Pop snatched the magnifying glass and bent over the picture with it. 'Stone the crows!' he said, straightening up. 'A string tie! That's just what it is! Now how come I didn't see that?'

'Because it isn't the sort of thing a dog would wear around his neck, I guess,' Kevin said in that same wooden voice. They had been here for only forty-five minutes or so, but he felt as if he had aged another fifteen years. The thing to remember, his mind told him over and over, is that the camera is gone. It's nothing but splinters. Never mind all the King's horses and all the King's men; not even all the guys who work making cameras at the Polaroid factory in Schenectady could put that baby back together again.

Yes, and thank God. Because this was the end of the line. As far as Kevin was concerned, if he never encountered the supernatural again until he was eighty, never so much as brushed up against it, it would still be too soon.

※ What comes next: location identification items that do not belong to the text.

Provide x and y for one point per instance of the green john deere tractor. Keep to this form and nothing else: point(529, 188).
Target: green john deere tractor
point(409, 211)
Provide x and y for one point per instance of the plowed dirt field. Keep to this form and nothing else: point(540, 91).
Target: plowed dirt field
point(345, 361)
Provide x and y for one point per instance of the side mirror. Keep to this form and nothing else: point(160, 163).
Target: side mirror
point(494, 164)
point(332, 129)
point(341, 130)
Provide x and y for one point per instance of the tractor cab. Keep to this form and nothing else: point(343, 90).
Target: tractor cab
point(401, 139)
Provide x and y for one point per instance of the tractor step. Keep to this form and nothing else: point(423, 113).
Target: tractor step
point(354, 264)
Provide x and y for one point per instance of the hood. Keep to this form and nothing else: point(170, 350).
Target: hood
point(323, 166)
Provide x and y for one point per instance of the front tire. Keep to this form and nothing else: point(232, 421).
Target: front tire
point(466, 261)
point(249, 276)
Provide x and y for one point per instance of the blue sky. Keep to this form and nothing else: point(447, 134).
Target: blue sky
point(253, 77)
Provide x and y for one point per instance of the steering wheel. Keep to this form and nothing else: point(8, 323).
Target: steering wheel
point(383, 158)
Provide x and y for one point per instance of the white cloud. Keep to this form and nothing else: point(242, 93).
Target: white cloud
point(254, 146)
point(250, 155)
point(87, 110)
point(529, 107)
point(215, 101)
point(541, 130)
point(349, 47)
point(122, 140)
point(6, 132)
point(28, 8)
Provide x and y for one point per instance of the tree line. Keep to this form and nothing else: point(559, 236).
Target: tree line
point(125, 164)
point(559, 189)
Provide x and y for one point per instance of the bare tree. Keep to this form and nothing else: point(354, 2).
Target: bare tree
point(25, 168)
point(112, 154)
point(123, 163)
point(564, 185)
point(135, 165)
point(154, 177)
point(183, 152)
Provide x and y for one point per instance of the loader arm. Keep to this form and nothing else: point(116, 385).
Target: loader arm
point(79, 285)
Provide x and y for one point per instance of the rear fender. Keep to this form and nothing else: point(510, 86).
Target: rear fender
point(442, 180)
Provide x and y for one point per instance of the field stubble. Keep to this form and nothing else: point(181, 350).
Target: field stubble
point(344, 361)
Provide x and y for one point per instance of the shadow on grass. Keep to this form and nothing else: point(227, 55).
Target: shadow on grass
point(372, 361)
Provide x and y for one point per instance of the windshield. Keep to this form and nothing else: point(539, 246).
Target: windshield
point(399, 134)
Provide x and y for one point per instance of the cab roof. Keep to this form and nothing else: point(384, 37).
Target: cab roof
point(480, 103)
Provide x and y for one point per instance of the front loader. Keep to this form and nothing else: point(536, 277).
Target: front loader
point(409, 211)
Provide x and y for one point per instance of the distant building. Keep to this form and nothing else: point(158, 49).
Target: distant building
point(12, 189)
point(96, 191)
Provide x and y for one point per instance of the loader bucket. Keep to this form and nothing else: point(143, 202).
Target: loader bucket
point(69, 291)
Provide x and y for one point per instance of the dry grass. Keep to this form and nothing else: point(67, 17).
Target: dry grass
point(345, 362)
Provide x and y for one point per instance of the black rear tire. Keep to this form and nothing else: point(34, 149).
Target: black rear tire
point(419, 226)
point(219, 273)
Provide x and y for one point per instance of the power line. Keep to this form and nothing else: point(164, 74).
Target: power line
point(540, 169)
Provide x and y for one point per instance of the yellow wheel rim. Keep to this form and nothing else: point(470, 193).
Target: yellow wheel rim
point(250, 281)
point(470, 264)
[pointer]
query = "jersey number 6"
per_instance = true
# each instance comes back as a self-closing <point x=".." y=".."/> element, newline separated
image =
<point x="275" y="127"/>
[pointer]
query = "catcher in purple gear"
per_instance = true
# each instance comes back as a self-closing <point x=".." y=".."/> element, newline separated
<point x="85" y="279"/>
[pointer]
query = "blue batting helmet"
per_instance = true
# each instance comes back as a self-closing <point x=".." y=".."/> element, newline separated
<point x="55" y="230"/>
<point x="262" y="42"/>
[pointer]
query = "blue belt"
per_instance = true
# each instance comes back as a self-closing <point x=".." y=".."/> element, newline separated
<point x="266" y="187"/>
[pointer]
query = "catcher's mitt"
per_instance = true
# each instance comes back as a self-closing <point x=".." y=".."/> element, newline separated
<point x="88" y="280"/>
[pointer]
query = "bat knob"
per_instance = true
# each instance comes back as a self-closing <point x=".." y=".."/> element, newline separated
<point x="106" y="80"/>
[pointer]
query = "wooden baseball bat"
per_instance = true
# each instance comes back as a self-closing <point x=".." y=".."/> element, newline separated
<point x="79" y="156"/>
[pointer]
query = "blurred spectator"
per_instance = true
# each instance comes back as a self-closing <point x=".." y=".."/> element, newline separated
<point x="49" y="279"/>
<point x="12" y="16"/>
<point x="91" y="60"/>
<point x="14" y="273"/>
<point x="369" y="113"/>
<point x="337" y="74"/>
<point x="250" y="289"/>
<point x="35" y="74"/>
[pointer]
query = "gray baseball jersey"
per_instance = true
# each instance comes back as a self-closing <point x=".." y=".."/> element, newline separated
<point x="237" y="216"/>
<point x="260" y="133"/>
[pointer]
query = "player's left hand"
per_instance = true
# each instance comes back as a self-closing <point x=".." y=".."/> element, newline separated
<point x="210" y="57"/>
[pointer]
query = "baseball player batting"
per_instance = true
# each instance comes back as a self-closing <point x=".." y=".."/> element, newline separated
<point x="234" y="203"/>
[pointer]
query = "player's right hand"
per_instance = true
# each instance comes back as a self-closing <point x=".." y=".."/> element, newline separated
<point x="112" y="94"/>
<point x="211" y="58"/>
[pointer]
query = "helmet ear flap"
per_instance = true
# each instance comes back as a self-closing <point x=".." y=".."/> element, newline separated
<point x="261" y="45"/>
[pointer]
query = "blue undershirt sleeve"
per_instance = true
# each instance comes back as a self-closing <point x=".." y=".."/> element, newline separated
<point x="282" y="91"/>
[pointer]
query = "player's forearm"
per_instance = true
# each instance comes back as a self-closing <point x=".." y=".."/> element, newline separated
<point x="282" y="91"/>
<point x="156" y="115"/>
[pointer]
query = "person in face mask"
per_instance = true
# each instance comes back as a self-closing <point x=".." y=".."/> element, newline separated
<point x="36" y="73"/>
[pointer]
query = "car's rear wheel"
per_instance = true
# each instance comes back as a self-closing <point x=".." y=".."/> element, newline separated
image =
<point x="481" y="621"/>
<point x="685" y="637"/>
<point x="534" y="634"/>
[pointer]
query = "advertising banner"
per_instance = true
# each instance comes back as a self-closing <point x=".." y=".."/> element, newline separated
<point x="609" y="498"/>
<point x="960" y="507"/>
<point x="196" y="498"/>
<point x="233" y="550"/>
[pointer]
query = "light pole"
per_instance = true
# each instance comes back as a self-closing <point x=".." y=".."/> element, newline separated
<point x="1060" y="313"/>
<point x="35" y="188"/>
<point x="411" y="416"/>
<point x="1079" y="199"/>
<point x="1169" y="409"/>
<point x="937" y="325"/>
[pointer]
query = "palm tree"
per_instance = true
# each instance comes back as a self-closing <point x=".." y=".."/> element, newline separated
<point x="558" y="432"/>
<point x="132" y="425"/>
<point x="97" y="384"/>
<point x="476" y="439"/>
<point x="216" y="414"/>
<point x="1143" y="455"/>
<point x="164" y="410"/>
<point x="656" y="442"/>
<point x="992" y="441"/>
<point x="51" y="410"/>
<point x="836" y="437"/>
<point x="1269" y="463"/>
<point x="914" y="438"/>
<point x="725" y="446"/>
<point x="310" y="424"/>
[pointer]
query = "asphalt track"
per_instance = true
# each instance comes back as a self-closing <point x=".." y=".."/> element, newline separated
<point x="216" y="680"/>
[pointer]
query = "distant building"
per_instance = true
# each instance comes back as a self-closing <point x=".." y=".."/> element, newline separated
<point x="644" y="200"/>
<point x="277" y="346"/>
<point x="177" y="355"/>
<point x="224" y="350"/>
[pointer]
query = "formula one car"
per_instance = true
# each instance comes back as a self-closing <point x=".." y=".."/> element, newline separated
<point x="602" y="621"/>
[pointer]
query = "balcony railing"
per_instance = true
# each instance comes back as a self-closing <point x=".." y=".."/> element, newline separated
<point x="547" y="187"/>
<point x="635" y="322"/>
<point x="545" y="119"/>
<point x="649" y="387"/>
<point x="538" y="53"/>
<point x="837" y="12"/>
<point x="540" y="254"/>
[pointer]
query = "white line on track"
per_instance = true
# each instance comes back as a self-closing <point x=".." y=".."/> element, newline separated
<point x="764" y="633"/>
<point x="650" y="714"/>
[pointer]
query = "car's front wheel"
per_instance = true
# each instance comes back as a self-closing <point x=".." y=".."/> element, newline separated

'Also, it's very small,' Mr Delevan pointed out. 'I was there when Kevin took it out of the box, and we all knew what it was going to be. The only mystery was what would be on the clasp this year. We joked about it.'

'What is on the clasp?' Pop asked, peering into the photograph again ... or peering at it, anyway: Kevin would testify in any court in the land that peering into a Polaroid was simply impossible.

'A bird,' Kevin said. 'I'm pretty sure it's a woodpecker. And that's what the dog in the picture is wearing around its neck. A string tie with a woodpecker on the clasp.'

'Jesus!' Pop said. He was in his own quiet way one of the world's finest actors, but there was no need to simulate the surprise he felt now.

Mr Delevan abruptly swept all the Polaroids together. 'Let's put these goddam things in the woodstove,' he said.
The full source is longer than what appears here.